美智子皇后の御歌のことも申し上げます。 皇后さまは、やはり国母、国の母としての見方をしていらっしゃると思います。お心が繊細です。戦没者に対しても、被災者に対しても、いつも鎮魂ということをお考えになっていらっしゃると、御歌をあらためて拝読して思います。それから日本の国の重責を背負っていらっしゃる陛下の御身を、いつもご案じになりながら君に寄り添っておられると思います。

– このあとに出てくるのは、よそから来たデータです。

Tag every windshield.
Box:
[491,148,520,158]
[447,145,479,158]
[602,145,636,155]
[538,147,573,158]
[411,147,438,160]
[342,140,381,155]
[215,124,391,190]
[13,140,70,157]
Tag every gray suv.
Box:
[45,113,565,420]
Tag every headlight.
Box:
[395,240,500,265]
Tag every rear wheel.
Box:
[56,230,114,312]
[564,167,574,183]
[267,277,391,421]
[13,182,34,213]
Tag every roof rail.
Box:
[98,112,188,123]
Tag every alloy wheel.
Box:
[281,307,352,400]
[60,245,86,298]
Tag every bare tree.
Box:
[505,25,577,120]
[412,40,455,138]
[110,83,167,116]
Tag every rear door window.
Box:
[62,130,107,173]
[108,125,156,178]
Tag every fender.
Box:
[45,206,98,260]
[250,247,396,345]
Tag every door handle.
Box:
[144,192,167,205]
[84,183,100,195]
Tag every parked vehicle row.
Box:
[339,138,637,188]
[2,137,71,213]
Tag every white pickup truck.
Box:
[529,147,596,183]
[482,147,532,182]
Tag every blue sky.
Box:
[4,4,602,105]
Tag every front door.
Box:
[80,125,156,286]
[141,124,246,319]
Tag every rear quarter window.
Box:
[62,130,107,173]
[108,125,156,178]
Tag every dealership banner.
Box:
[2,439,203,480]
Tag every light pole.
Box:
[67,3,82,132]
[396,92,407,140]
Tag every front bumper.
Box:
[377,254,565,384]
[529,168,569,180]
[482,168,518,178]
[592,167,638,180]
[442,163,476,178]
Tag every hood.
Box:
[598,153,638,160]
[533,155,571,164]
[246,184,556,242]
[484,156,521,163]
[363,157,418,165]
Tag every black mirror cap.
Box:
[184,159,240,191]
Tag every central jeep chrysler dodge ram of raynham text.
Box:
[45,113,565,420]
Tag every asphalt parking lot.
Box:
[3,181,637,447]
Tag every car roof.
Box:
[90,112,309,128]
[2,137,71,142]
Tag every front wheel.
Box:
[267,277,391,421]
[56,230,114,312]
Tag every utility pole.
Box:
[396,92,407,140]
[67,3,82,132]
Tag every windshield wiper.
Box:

さらに地球と宇宙にも目を向けられている御歌もあり、ダイナミックです。心を通して、刻々に変化する世界をお詠みになっていらっしゃる。時代や社会を詠みとめておられます。 平成七年の「植樹祭」(広島県)での御歌、

初夏(はつなつ)の光の中に苗木植うるこの子どもらに戦(いくさ)あらすな

「この子どもらに戦あらすな」。皇后さま御自らおっしゃっている。感動します。天皇さまへの御歌では、平成10年の「うららか」という歌、

ことなべて御身(おんみ)ひとつに負(お)ひ給ひうらら陽びのなか何(なに)思(おぼ)すらむ

こういう思いが常におありでいらっしゃるのだと思います。 戦争中にたくさんの人が身を投げたという、サイパンのバンザイクリフのことを詠まれた、平成17年の御歌があります。

いまはとて島果ての崖踏みけりしをみなの足裏(あうら)思へばかなし

足の裏は地面を離れ、海へ落ちてゆくのです。この御歌は、すごいと思います。「をみなの足裏(あうら)」に、どきんときます。